Guided selection of single cell clustering parameters through sub-sampling cluster robustness metrics
This repository contains an example implementation in R
using Seurat
of the framework outlined in:
Patterson-Cross, R.B., Levin, A.J. & Menon, V. Guided selection of single cell clustering parameters through sub-sampling cluster robustness metrics. (2020).

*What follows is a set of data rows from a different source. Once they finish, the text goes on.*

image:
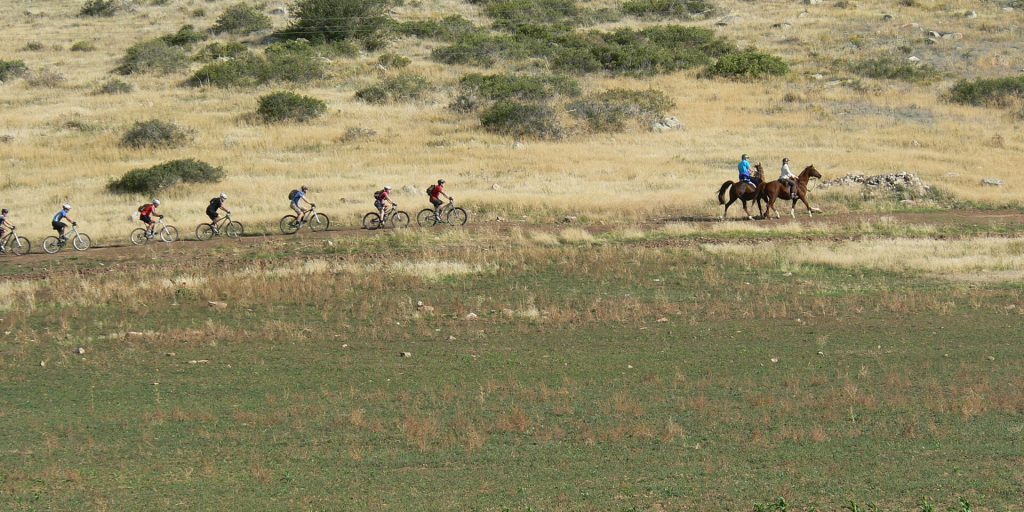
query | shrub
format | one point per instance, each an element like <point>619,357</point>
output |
<point>242,18</point>
<point>100,7</point>
<point>404,87</point>
<point>115,86</point>
<point>155,133</point>
<point>83,46</point>
<point>284,105</point>
<point>185,37</point>
<point>996,91</point>
<point>165,175</point>
<point>667,8</point>
<point>895,69</point>
<point>749,64</point>
<point>154,55</point>
<point>522,120</point>
<point>11,69</point>
<point>609,111</point>
<point>325,20</point>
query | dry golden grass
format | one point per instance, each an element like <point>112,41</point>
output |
<point>841,129</point>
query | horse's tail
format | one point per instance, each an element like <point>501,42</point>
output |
<point>721,192</point>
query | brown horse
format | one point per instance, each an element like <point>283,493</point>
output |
<point>775,189</point>
<point>742,192</point>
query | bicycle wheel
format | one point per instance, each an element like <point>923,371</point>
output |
<point>81,242</point>
<point>169,233</point>
<point>426,218</point>
<point>18,246</point>
<point>320,222</point>
<point>233,229</point>
<point>204,232</point>
<point>289,224</point>
<point>51,245</point>
<point>137,237</point>
<point>458,216</point>
<point>399,219</point>
<point>371,221</point>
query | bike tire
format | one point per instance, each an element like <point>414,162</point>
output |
<point>51,245</point>
<point>320,222</point>
<point>371,221</point>
<point>289,224</point>
<point>137,237</point>
<point>169,233</point>
<point>426,218</point>
<point>81,242</point>
<point>458,216</point>
<point>399,219</point>
<point>18,246</point>
<point>233,229</point>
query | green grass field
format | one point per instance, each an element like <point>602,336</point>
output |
<point>603,371</point>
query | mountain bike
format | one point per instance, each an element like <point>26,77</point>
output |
<point>223,225</point>
<point>79,241</point>
<point>449,214</point>
<point>393,217</point>
<point>166,232</point>
<point>317,221</point>
<point>15,245</point>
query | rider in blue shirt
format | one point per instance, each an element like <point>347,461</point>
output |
<point>57,222</point>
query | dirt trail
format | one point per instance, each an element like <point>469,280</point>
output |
<point>105,258</point>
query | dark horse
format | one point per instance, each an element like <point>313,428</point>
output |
<point>741,190</point>
<point>776,189</point>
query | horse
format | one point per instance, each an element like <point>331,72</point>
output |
<point>742,190</point>
<point>775,189</point>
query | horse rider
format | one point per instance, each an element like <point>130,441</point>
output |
<point>787,178</point>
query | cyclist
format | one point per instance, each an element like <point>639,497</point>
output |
<point>58,224</point>
<point>216,204</point>
<point>435,192</point>
<point>381,198</point>
<point>4,223</point>
<point>296,197</point>
<point>145,214</point>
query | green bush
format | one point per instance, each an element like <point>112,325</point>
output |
<point>115,86</point>
<point>283,105</point>
<point>83,46</point>
<point>995,91</point>
<point>522,120</point>
<point>404,87</point>
<point>325,20</point>
<point>165,175</point>
<point>749,64</point>
<point>242,18</point>
<point>155,133</point>
<point>11,69</point>
<point>100,7</point>
<point>609,111</point>
<point>154,55</point>
<point>667,8</point>
<point>185,37</point>
<point>895,69</point>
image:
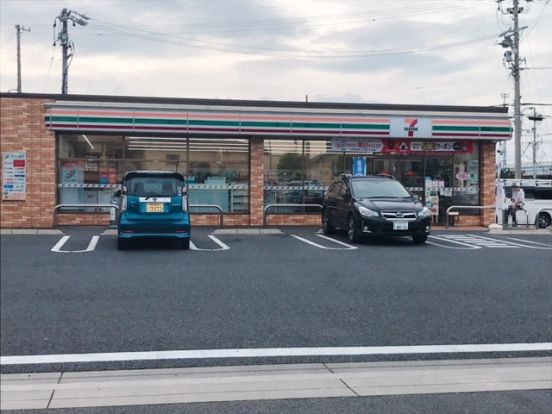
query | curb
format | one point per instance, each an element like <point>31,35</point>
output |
<point>44,232</point>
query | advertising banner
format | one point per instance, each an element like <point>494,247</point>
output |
<point>359,166</point>
<point>399,147</point>
<point>14,177</point>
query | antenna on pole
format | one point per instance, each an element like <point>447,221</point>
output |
<point>66,45</point>
<point>19,29</point>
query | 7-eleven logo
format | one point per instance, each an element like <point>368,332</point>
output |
<point>411,128</point>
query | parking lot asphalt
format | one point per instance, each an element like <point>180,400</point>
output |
<point>295,289</point>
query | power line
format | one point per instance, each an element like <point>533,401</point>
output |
<point>296,53</point>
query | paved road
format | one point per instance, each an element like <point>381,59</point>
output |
<point>296,289</point>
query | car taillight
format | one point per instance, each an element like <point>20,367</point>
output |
<point>184,202</point>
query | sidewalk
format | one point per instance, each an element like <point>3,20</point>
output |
<point>270,382</point>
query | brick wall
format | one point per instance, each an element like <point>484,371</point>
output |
<point>22,129</point>
<point>256,183</point>
<point>487,182</point>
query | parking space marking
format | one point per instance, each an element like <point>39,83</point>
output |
<point>468,246</point>
<point>63,240</point>
<point>222,245</point>
<point>346,246</point>
<point>478,241</point>
<point>273,352</point>
<point>513,244</point>
<point>529,241</point>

To use the code and examples in the repository, first clone the repository to your computer:
git clone https://github.com/rbpatt2019/cluster.stability.git
The code is implemeted in R, and the dependencies are pinned in the renv.lock
file. To install dependencies, open an R terminal, then proceed as follows:
install.packages("renv") # Not necessary if already installed
renv::init()
This will create a local project and install the dependencies there, rather than into your global R
installation.
Two example scripts are included in this repo. The first runs through the main analysis framework and covers the key steps, including iterative, sub-sampled clustering, calculating the co-clustering frequency matrix, determining the silhouette scores, and creating the silhouette distribution plots. The second covers several additional visualisations that we used in the paper and find useful for understanding the patterns and clusters within your data. Both these files can be run as stand-alone scripts, as so:
Rscript examples/1_seurat_pipeline.R
Rscript examples/2_seurat_further_visualisations.R
If used this way, they are meant to be run sequentially. Alternatively, they can be opened with any modern IDE or editor for interactive execution.
Additionally, the interested user may directly source the scripts in the R
directory to create analyses that suit individual needs.
An example data set is included with this repo. It contains ~500 human PBMCs sequenced with Smart-Seq from Ding, et al. Nature Biotechnology, 2020 and is one the datasets detailed in our paper. The RDS included in the data
directory has already been normalised and had PCAs calculated using Seurat's SCTransform
and RunPCA
functions. If you are using your own data, be sure to normalise and calculate PCAs first.